Jane Austen: Vernunft und Gefühl – Roman

 

Ein berauschendes Lesefest

Es will mir scheinen, Jane Austen hatte es faustdick hinter den Ohren. Selbstverständlich ist die 1775 geborene und vor 200 Jahren am 18.07.1817 verstorbene Schriftstellerin eine Meisterin in der Beschreibung weiblicher Gemütszustände, wie die von Andrea Ott neu übersetzte, bei Manesse erschienene Fassung von Vernunft und Gefühl zeigt. Doch wesentlich markanter und schwerwiegender ist Austens ausgeprägtes Faible für Ironie sowie ihre brillanten Charakterstudien, die den 1811 erstmals veröffentlichten Roman auch heute noch zu einem berauschenden Lesefest werden lassen. Im Mittelpunkt stehen die Schwestern Elinor und Marianne Dashwood, die unterschiedlicher nicht sein könnten und die kontrastierenden, titelgebenden Parameter des Romans verkörpern.

Die 19-jährige Elinor ist die beherrschte, rationell denkende, konventionelle, ihre Gefühle nach außen unter Verschluss haltende Pragmatikerin, während ihre zwei Jahre jüngere Schwester Marianne die Rolle des aufbrausenden, schwärmerischen, romantischen und leidenschaftlichen Wildfangs zufällt. Doch weder Elinors betonte Vernunft noch Mariannes Gefühlsüberschwang führt die beiden in den so wichtigen Liebesdingen an ihr Ziel. Nach dem Tod ihres Vaters müssen sie gemeinsam mit ihrer Mutter das geliebte, aber von ihrem Stiefbruder geerbte und von dessen habgieriger Frau Fanny okkupierte Haus auf Norland Park in Sussex verlassen und in ein kleines Cottage in Devonshire ziehen.

Elinor muss somit die sich anbahnende Beziehung mit Fanny Dashwoods älteren Bruder Edward Ferrars auf die lange Bank schieben, der zu allem Unglück heimlich mit der intriganten Lucy Steele verlobt ist. Mariannes scheinbares Liebesglück heißt John Willoughby, der aber eines Tages wortlos nach London verschwindet und damit die empfindsame Marianne ins Gefühlsunglück stürzt.

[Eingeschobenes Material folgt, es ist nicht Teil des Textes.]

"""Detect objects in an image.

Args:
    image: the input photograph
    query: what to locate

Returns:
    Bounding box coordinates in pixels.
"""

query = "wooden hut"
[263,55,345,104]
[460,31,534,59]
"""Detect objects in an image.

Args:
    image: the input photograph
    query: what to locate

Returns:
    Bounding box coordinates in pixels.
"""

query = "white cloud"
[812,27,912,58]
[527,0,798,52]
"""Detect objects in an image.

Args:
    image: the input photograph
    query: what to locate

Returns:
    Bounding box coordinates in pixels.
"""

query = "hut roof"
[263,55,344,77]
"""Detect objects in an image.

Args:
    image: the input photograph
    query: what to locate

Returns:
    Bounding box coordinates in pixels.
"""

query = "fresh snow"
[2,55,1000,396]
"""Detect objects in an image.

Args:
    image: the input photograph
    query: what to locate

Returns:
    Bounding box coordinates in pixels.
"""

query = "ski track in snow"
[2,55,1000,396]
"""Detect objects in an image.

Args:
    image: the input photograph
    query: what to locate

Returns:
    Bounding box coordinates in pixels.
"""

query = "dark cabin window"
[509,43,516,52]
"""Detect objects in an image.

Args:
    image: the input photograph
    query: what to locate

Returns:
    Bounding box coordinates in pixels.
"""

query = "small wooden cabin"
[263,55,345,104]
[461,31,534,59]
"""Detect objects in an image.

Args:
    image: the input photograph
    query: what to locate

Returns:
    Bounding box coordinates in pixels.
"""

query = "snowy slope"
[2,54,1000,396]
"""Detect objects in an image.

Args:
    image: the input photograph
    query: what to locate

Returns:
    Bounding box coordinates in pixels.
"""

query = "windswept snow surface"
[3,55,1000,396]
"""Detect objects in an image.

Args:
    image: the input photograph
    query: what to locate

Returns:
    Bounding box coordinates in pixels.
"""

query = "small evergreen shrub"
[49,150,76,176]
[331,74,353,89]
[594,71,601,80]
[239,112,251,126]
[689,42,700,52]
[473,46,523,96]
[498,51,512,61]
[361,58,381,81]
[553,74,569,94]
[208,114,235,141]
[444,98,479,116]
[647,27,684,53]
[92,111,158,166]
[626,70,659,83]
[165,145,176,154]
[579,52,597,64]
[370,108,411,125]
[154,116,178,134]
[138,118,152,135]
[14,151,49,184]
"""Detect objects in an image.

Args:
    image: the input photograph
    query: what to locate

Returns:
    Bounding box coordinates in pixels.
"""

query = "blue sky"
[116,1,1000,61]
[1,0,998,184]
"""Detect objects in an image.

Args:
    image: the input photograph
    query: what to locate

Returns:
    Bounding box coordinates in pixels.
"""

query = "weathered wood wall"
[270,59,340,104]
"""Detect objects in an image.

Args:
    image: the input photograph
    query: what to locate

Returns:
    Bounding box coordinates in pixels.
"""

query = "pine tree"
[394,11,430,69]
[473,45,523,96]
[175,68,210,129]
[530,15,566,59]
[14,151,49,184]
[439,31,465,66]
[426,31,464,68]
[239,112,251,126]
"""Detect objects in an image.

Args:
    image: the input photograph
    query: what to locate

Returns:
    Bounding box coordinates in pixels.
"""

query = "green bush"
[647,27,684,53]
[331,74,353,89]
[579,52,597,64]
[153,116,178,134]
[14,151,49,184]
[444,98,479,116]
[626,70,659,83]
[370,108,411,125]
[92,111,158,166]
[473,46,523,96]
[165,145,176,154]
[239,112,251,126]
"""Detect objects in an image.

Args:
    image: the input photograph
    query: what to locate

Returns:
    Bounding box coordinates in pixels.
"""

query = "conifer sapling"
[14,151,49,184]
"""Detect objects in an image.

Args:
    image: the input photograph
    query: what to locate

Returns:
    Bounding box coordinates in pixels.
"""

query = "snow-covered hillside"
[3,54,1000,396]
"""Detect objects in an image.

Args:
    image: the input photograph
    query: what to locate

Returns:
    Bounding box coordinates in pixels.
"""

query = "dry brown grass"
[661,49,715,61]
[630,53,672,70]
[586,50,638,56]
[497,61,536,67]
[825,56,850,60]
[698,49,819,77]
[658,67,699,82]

Es müssen noch weitere Irrungen und Wirrungen ausgestanden werden, bevor Elinor zu ihrem Edward findet und Marianne dem Werben des von ihr zuvor verschmähten, doppelt so alten Colonel Brandon nachgibt.

Natürlich möchte man Marianne und Jane Austen den Tocotronic-Albumtitel „Pure Vernunft darf niemals siegen“ zurufen, doch entschädigt die nur 41 Jahre alt gewordene Autorin in ihrem ersten, auf einen bereits Mitte der 90er des 18. Jahrhunderts im Alter von 20 Jahren geschriebenen Briefroman basierenden Werk mit einer Vielzahl köstlicher, ja satirischer Bonmots und fabelhafter Dialoge. Beides treibt sie auf die Spitze während eines Gesprächs zwischen John Dashwood, der seinem Vater am Sterbebett ein großzügiges Vermögen für seine Stiefschwestern versprach, und seiner Frau Fanny, die alles in die rhetorische Waagschale wirft, um ihm dieses Versprechen wieder abspenstig zu machen. Die Passage liest sich wie eine boshafte Kapitalismuskritik.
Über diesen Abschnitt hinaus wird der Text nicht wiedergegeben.